One of the biggest issues being faced in education - as determined through our conversation, through my communication with other teachers, and seen in schools by tech specialists - is not knowing what to do with the devices schools buy for classroom use. As technology advances, schools are upgrading and just handing over the new devices to teachers and telling them to figure it out. Realistically, the issue here is that the devices that we're provided with are school owned. Therefore they can only be used for educational purposes, which is great, but without direction on how to use these devices, teachers don't know what to do with them. Microsoft Stores have tech teachers that will visit schools and teach teachers how to use the devices their school is using.

Another issue being faced by teachers is obtaining the technology they need in their classroom. Sure, schools are beginning to provide more and more tech like laptops and tablets in classrooms, but some teachers need listening centers {which can be created from an old smartphone or MP3 player} or eReaders for literacy centers. {These things can be donated to classrooms as a tax write-off.} Microsoft has a free way to earn Surface tablets for your school by using Bing search rewards. Every 500 points you earn can be donated to the school of your choice to earn them a Surface.

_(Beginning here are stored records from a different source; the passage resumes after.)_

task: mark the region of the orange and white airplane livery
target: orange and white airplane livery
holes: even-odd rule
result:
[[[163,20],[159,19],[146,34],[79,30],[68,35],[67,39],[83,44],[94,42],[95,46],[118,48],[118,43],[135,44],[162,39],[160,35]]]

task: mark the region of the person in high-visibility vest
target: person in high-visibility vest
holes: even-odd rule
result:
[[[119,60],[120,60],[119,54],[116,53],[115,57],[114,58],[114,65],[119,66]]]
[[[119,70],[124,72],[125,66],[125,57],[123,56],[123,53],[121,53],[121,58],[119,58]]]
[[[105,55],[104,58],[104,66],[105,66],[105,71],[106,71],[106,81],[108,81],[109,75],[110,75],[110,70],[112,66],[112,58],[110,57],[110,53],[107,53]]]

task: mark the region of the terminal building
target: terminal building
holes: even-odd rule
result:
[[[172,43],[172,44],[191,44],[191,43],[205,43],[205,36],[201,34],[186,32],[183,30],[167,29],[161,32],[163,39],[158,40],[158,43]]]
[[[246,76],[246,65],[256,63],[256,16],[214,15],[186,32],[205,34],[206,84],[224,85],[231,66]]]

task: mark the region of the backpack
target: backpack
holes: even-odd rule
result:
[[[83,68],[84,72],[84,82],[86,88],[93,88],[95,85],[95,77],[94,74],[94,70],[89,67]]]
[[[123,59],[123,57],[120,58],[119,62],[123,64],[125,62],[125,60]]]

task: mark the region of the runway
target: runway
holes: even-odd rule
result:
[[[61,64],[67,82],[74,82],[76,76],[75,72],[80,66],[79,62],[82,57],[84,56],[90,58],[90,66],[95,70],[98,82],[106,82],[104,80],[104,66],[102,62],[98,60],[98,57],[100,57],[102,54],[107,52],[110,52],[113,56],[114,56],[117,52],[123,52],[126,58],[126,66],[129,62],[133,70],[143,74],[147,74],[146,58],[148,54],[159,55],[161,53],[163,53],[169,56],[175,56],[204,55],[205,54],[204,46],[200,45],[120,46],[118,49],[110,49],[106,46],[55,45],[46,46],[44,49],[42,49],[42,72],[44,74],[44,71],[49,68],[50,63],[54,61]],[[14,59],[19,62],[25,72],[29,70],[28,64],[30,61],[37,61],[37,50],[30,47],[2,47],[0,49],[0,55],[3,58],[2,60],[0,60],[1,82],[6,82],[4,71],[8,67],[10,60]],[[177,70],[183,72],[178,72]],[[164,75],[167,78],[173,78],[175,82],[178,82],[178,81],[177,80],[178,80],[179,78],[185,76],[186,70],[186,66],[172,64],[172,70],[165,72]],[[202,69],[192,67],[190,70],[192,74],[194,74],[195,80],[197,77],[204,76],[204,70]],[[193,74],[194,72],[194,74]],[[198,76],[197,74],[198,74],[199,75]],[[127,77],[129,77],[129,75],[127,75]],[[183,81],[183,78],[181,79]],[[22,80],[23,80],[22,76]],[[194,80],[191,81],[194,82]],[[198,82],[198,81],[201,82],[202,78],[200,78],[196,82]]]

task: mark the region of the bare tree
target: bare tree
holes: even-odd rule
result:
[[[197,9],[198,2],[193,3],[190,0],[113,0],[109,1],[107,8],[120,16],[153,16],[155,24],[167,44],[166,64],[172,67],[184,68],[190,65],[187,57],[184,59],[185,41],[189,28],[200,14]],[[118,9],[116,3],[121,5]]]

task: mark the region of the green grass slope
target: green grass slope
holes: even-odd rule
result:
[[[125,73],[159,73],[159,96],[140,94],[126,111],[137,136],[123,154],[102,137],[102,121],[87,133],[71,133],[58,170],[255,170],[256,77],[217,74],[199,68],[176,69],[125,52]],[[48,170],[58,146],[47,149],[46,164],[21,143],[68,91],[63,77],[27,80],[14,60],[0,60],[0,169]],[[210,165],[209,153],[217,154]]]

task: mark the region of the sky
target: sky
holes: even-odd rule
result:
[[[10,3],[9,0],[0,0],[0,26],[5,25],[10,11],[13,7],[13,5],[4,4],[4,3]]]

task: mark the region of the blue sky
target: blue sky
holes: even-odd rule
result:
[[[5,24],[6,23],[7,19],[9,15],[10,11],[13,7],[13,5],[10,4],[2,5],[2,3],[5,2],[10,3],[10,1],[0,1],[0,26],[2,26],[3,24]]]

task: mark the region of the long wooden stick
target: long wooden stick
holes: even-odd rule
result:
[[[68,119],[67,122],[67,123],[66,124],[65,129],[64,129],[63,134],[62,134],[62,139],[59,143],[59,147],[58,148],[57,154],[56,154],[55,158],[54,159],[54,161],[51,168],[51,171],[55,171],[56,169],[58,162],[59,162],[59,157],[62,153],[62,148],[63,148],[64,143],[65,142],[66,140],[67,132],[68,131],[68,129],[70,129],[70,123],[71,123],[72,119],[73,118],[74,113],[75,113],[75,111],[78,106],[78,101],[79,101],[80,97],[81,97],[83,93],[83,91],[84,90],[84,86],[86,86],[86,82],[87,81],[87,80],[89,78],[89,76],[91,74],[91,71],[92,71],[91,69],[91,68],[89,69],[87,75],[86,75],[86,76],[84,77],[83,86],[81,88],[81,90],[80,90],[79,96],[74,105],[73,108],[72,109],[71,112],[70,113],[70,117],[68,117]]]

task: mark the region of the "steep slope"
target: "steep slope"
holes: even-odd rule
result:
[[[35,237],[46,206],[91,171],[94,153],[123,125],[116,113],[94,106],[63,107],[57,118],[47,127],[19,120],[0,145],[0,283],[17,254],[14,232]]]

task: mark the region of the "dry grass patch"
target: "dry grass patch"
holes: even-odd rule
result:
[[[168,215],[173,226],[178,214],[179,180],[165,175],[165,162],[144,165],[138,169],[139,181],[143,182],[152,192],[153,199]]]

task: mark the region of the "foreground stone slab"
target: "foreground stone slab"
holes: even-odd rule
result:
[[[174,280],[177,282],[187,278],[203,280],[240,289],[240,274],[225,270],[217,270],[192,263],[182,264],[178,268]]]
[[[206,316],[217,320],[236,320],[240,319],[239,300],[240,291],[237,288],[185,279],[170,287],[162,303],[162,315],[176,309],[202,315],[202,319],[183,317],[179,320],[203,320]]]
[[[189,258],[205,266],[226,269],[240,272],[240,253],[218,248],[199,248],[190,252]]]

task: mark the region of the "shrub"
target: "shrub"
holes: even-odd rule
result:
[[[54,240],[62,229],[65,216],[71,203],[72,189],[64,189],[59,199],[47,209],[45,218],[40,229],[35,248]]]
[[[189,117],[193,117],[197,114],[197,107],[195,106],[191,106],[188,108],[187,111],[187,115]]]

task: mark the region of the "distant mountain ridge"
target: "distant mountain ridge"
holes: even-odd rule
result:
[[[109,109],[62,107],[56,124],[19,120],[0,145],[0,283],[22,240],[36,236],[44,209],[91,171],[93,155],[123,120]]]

Overall, we can all agree that technology in education - both at school and at home - is something that can be a great resource, if we know how to utilize it to it's full potential. Tomorrow I'll be back with another post on Bing in the Classroom and Office - with tips on how to use these amazing resources!

Disclosure: I am a Windows Champions blogger and I received loan of a laptop and tablet, and may receive other equipment from Microsoft to assist me in evaluating Microsoft products and services for my blogging activity.